Update | Ratings agency Fitch cuts global growth forecast to 2.3 per cent, weakest since financial crisis

In the face of  China’s weakening economy, ratings agency Fitch has cut its global growth forecast for this year to 2.3 per cent from 2.4 per cent, its weakest estimate since the financial crisis in 2009, the agency said yesterday.

Fitch also slashed its gross domestic product forecast next year  to 6.3 per cent from 6.5 per cent, although its numbers for this year remain  unchanged at 6.8 per cent.

The adjustment came amid  signs of weakness in some of China’s forward-looking indicators. Fitch has cut its growth forecast for 2017 to 5.5 per cent from 6 per cent based on a reassessment of the economy’s medium-term adjustment path.

 Andrew Colquhoun, the head of Asia-Pacific sovereigns at  Fitch, said the global GDP cut was largely driven by pressures on emerging markets including recession in Brazil and Russia, and structural adjustment in China.

“Growth in the major advanced economies is projected to pick up into 2016 but with downside risk from any rebound from the weakness in emerging markets,” Colquhoun said.

“However, the picture for emerging markets is not uniformly gloomy and some countries including India, the Philippines and Vietnam are less exposed to the current conjunction of risks.”

Fitch forecast global growth will improve  with  GDP  increasing 2.7 per cent in 2016 and 2017 on some recovery  in emerging markets. Growth in major advanced economies is forecast to strengthen to 2 per cent in 2016, the fastest since 2011.

 

Fitch on Thursday had said if China were to have  a hard landing, Hong Kong, South Korea and Japan would be hardest hit due to their strong trade relationship with China.

Derek Lai Kar-yan, the managing partner of Deloitte China’s southern region, said China’s economic outlook in the fourth quarter was not looking good.
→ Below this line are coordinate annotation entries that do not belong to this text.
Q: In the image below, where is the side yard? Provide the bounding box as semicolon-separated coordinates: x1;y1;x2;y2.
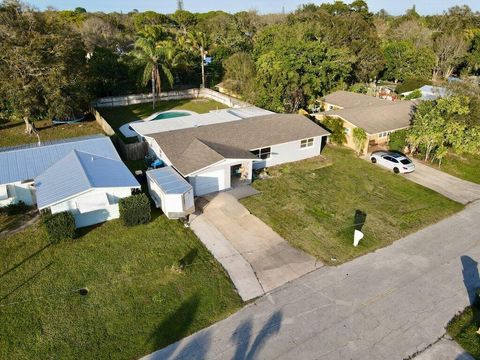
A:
0;211;241;359
0;117;103;147
242;146;463;264
98;98;228;136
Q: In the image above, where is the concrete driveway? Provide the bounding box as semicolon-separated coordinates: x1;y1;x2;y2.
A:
404;160;480;205
144;202;480;360
191;193;322;300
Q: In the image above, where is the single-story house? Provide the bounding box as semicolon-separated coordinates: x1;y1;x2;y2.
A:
312;91;414;154
147;166;195;219
400;85;448;101
144;114;329;196
320;90;392;112
0;135;140;227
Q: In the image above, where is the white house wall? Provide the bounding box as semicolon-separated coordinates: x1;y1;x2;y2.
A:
252;136;322;169
50;187;132;228
0;182;36;207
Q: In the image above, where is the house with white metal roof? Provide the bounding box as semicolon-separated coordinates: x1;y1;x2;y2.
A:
0;135;140;227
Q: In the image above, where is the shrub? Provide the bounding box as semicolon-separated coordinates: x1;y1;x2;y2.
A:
353;128;367;156
405;89;422;100
43;211;76;243
388;129;408;152
0;201;31;215
320;116;347;145
119;193;152;226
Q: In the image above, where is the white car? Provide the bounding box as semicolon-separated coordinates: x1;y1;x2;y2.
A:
370;151;415;174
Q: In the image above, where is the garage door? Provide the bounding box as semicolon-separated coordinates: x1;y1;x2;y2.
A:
189;169;225;196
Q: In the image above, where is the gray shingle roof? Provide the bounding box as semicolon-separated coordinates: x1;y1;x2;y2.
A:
149;114;329;176
0;135;120;184
323;101;414;134
322;90;392;109
35;150;140;209
147;166;192;194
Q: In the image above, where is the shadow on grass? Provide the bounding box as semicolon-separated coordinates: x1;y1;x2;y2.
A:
150;294;200;352
230;311;283;360
0;262;53;302
460;255;480;306
0;243;52;279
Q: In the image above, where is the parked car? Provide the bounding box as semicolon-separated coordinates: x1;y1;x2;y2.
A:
370;151;415;174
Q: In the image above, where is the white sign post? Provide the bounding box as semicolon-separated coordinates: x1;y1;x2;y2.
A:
353;230;364;247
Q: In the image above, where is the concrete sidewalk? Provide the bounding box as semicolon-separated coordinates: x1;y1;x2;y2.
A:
145;203;480;360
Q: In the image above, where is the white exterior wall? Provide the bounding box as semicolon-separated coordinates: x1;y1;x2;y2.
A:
252;136;322;169
0;181;36;207
50;187;132;228
188;159;252;196
147;176;195;219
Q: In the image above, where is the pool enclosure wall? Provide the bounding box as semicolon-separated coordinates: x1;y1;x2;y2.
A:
147;166;195;219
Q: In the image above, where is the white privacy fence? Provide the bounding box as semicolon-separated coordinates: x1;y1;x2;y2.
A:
91;89;251;108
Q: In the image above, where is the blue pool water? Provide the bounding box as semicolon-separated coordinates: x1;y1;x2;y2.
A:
152;111;190;121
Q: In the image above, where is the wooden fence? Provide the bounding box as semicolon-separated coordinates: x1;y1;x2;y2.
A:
91;89;252;108
114;137;148;160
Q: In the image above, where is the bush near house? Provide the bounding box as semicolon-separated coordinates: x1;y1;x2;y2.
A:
388;129;408;152
119;193;152;226
43;211;76;243
320;116;347;145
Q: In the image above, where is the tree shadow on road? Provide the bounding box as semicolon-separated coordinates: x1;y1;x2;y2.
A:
230;311;283;360
460;255;480;305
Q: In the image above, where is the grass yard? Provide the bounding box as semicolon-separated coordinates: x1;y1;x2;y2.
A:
447;306;480;360
0;117;103;147
242;146;463;264
0;211;242;359
99;99;228;137
428;153;480;184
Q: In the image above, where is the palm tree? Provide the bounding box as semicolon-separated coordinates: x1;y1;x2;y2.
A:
188;31;208;88
133;26;175;109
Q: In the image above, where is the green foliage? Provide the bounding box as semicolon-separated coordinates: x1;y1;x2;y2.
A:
42;211;76;243
0;2;90;120
388;129;408;152
119;193;152;226
321;116;347;145
405;89;422;100
407;96;480;164
395;78;432;94
352;127;367;156
223;53;256;101
256;28;352;112
383;40;436;80
0;201;31;216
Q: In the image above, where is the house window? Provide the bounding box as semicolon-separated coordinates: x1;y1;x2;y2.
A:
252;147;272;160
300;138;313;149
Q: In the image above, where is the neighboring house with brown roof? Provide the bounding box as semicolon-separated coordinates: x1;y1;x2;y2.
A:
313;91;414;154
143;114;329;196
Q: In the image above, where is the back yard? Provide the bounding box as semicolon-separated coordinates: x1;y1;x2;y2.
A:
99;98;228;138
242;146;462;264
0;212;241;359
0;117;103;147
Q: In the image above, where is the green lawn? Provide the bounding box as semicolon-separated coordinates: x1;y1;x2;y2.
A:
0;118;103;147
0;211;242;359
447;306;480;360
242;146;463;264
99;99;228;138
429;153;480;184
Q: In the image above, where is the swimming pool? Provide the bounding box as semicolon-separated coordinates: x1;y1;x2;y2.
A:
150;111;190;121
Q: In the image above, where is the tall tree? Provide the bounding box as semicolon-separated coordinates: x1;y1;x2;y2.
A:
133;25;174;109
0;1;88;132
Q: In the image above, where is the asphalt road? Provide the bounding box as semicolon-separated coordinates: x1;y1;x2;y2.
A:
145;202;480;360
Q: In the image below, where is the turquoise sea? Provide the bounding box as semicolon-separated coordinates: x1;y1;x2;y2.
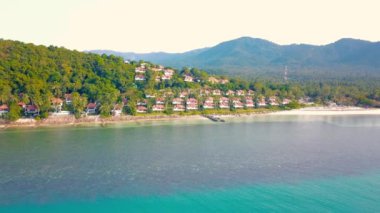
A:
0;115;380;213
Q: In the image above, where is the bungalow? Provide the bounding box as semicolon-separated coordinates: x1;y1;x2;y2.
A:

“China still suffers from the  problem of oversupply of materials. Property, stocks investment and retailers performed poorly in the third quarter and the fourth quarter will  be unlikely to have a quick bounce back,” Lai said.

He believes China will initiate some measures to support  industries such as infrastructure.

“But then, not all industries will  get government support. Overseas markets are not doing good either with the US likely to increase the interest rate in the fourth quarter. I believe  Hong Kong and mainland China’s economic growth will  slow down this year,” Lai said.

The Fitch announcement followed  one from Barclays last week in which it revised  its GDP growth forecast for Hong Kong to 1.8 per cent from 2.3 per cent, also primarily due to worries over China’s slowdown.

“Given disappointing tourist arrivals and retail sales, we revise down our GDP forecast from 2.3 per cent to 1.8 per cent, and see continued headwinds to growth rising from China’s slowdown and the expected Fed rate hikes,” Barclays economist Jian Chang said in a note to clients on September 26.  

“Hong Kong’s economy experienced strong headwinds in the past two quarters. Leading indicators such as [the purchasing managers’ index]  worsened to 44.4, its lowest reading since early 2009. The number of tourist arrivals plunged to single-digit growth in March 2015 and reached 5.5 per cent in July, a 63-month low,” she said.

“Considering Chinese tourist arrivals account for more than 70 per cent of total tourist arrivals, we expect a strong Hong Kong dollar relative to yuan to push mainland tourists further away from Hong Kong to other countries in the region or Europe, weighing on Hong Kong’s tourism sector and the growth outlook. Moreover, retail sales growth has remained in negative territory since last December.”

HSBC co-head of Asian economic research Frederic Neumann said Asia as a whole is worried new orders will not show any significant improvement.

“There was a notable divergence in China, with the official measure up barely but the Caixin reading down to its lowest in 45 months. For the region overall, new orders have contracted since February, the longest stretch since the global financial crisis,” Neumann wrote in a report yesterday.